As I was driving today, I noticed my odometer was coming up on the 100k mark. This isn't my first car, nor even the only one I'm currently driving so it represents only a small fraction of my overall driving.

Then I thought about the fact that it's only about 40k to circumnavigate the globe and I wonder how much travel I've really done in my life, compared to say a couple generations before me, who may never have travelled more than a couple hundred miles from the farm...

When you think about other forms of travel, like planes, boats, trains...this really is a time of "movers and shakers".


----------



## Plugging Along (Jan 3, 2011)

I think because of the ease of travel now, the world again has become a much smaller place. 

I have been reading with my kids a series based on some facts on the pioneers and what they had to go through. It's been just over a century and I am amazed at all the changes. 

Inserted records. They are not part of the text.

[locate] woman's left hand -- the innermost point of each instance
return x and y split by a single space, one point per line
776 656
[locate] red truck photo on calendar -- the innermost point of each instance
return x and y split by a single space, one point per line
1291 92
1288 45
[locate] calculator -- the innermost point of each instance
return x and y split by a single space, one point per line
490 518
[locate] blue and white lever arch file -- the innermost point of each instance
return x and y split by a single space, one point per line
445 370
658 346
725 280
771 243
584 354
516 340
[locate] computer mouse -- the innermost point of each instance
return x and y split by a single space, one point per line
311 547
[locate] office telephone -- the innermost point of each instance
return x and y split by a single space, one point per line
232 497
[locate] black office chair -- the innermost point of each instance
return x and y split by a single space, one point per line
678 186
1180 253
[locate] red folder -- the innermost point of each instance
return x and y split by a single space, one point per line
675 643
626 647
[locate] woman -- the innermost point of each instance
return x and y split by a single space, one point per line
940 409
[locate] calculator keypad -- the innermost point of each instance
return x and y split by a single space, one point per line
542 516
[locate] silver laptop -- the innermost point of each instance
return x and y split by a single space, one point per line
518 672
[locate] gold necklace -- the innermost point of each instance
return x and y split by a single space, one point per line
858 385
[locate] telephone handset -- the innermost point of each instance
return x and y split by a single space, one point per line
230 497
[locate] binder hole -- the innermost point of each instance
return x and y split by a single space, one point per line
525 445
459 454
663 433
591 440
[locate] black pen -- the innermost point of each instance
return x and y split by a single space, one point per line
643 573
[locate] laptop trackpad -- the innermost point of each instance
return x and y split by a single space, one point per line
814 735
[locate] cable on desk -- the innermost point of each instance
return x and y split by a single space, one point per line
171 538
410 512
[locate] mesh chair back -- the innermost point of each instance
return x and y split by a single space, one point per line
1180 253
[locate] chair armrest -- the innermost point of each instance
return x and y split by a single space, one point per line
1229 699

A couple of chapters talked about the father having to go find work because his crops were destroyed, he walked over 200miles to find work. I am amazed at readon what they find 'short' distant son such harsh climates. The kids walked 3-4 miles to school. My kids are just under 2 km is considered outside the walk zone where I am. 

I sometimes am in awe at all our society has to offer and yet, doesn't take advantage of it.


----------



## Eclectic12 (Oct 20, 2010)

Just a Guy said:


> ... Then I thought about the fact that it's only about 40k to circumnavigate the globe and I wonder how much travel I've really done in my life, compared to say a couple generations before me, who may never have travelled more than a couple hundred miles from the farm...
> 
> When you think about other forms of travel, like planes, boats, trains...this really is a time of "movers and shakers".


Interesting question ... the median/average may be up but without a more complete family history, I'm not sure how it would all work out. 

Two generations ago for my family includes migrations from Russia/Poland and an adventurer who went from England to South Africa to Canada. Two generations ago for my brother-in-law seems to mean staying put in the Windsor area.


With the most detailed history having been stolen and those with interest not yet having time to rebuild the history ... it might take a while.


Cheers


----------



## Just a Guy (Mar 27, 2012)

I didn't mean to imply that, despite covering a lot of distance, that we've actually gone anywhere...we could be on one big hamster wheel.

Most people I know have travelled quite a bit however.


----------



## Plugging Along (Jan 3, 2011)

I feel I have gone to lots of places (but not everywhere I would like yet). But yet I always end up at the same plac. I wonder what that means


----------



## Beaver101 (Nov 14, 2011)

Plugging Along said:


> I feel I have gone to lots of places (but not everywhere I would like yet).* But yet I always end up at the same plac. I wonder what that means*


... let me guess, no better place than *home-sweet-home*? each:


----------



## Just a Guy (Mar 27, 2012)

Probably buried his cash in the backyard...


----------



## m3s (Apr 3, 2010)

Does it really all equate to travel though? You could commute 2 hrs/day on a straight 4 lane highway and hardly see a thing and hit 100k kms in about a year. In that case I would consider the mileage more of a waste of time than travel.

Even well traveled Canadians may have actually seen very little of Canada beyond the linear Trans Canada highway (look how big the country is!) I notice the same applies to the whole world - the masses are very concentrated and they hop from point to point.

I would argue those pioneers saw more. Actually, my grandfather who hardly traveled 200 miles the farm probably saw more than many who hop from building to building looking at a gps today. He saw _everything_ in those 200 square miles!


----------